In the 40 years from when she first appeared on the revolutionary TV show Rowan & Martin’s Laugh-In to when she performed at the MGM Grand last fall, Lily Tomlin has made quite an impression on stage, television and the big screen. Dubbed the “New Queen of Comedy” in a Time cover story in 1977, Tomlin has also collaborated on books with life partner Jane Wagner and fought for liberal political causes. The 70-year-old dynamo, who returns to MGM Grand March 11-17, never phones in a performance, unless she’s playing her character Ernestine, of course. That said, it’s time to pick up the phone and interview the lady whose many characters have permeated the pop culture switchboard.
Tell me about your past experiences performing in Vegas.
If you look back over my history, in ’81 I did a [television] special called Lily Sold Out. And [the premise was that] I went to Vegas for the money, and I had to convince myself this time that I was going for the right reasons. I did an act that would rival a Cher or Ann-Margret at the time.
What are some of the artistically risky things you’ve done?
Oh God, I don’t know.
Well, you really were the first person to hit my wheelhouse with cross-dressing female to male. That was risky.
It didn’t seem risky at the time; it seemed interesting. [When] we created the first Vegas show, I had to do a Vegas headliner like Tommy Velour.

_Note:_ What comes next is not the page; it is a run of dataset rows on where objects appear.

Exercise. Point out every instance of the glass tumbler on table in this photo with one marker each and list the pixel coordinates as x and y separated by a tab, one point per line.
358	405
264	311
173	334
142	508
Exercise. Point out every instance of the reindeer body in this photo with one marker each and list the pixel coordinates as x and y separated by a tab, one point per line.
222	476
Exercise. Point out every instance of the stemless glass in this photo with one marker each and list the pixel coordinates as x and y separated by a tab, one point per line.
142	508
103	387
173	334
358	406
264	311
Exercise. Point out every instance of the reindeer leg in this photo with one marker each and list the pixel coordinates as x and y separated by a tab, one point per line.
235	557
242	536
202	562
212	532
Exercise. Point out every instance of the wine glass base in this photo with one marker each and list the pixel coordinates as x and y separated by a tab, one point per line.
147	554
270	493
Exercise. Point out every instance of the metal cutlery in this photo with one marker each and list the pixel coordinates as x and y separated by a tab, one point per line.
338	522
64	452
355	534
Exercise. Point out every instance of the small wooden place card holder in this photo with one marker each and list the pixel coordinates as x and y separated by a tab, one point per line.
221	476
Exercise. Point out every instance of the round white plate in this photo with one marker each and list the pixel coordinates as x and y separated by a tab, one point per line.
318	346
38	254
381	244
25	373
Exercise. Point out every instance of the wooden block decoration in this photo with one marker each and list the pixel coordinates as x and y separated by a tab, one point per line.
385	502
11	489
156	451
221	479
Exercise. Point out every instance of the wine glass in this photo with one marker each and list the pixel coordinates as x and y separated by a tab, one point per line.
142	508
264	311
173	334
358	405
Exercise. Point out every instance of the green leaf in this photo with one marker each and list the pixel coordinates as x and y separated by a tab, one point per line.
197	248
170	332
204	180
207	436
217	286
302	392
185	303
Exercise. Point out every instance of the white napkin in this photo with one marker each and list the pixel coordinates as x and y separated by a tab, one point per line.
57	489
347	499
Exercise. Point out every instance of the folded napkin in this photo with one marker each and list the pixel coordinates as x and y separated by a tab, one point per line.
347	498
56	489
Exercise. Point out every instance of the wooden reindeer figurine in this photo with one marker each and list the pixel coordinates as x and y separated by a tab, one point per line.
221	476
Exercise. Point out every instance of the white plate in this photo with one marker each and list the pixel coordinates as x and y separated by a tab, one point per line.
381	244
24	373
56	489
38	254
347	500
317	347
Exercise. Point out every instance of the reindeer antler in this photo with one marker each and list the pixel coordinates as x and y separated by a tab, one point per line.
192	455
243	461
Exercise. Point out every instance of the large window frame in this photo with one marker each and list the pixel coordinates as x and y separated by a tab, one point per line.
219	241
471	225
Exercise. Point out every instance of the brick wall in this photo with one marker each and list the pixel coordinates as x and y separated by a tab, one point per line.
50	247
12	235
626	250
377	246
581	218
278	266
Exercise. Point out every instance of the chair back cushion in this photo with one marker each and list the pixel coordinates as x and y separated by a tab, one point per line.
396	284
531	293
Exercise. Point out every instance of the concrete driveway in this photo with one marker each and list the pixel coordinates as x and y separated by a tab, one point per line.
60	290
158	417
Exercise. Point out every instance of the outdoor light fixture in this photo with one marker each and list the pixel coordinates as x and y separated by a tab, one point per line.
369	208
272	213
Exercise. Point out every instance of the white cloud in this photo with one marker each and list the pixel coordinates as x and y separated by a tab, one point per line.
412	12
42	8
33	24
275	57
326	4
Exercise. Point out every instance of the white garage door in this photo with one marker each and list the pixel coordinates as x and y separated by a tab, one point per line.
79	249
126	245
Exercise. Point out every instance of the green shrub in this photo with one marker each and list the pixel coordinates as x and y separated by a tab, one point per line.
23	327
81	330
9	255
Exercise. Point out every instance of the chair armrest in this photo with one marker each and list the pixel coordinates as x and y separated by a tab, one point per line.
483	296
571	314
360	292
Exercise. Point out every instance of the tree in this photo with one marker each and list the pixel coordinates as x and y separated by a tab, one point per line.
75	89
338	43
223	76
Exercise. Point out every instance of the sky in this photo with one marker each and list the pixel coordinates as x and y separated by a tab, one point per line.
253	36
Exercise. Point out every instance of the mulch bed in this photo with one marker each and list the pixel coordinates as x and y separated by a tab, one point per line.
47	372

One thing I heard you say 20 years ago has stuck in my head: “Someday a bean-bag chair will be an antique.”
Yes, that was so long ago. A lot of stuff you do, it’s almost trying to underscore your own humanity. You want the audience to validate you. How much fun is it to do comedy and in every moment you know if the people are getting it and are connecting with you? It’s that validation of your humanity from both sides of the stage.
What do you plan for the future?
Well, I guess more of the same. There are a couple of little things I’d love to do. Things that have happened or experiences that I know would make hilarious and entertaining short films. Things that my brother and I did as kids. I think I have enough of this rich background as a child growing up in inner-city Detroit with my family. And in the summers my brother and I were sent off to Kentucky to stay on the farm with my aunts and uncles.
What ever happened to that giant high chair from Laugh-In days?
I have that. In fact, I brought it to Vegas. I will have it in the show this time, too.
Have you ever seen Dolly Parton’s breasts?
[Laughs] No, I haven’t. The tops of them, but not in their entirety. I mean, we’ve all seen the tops of them.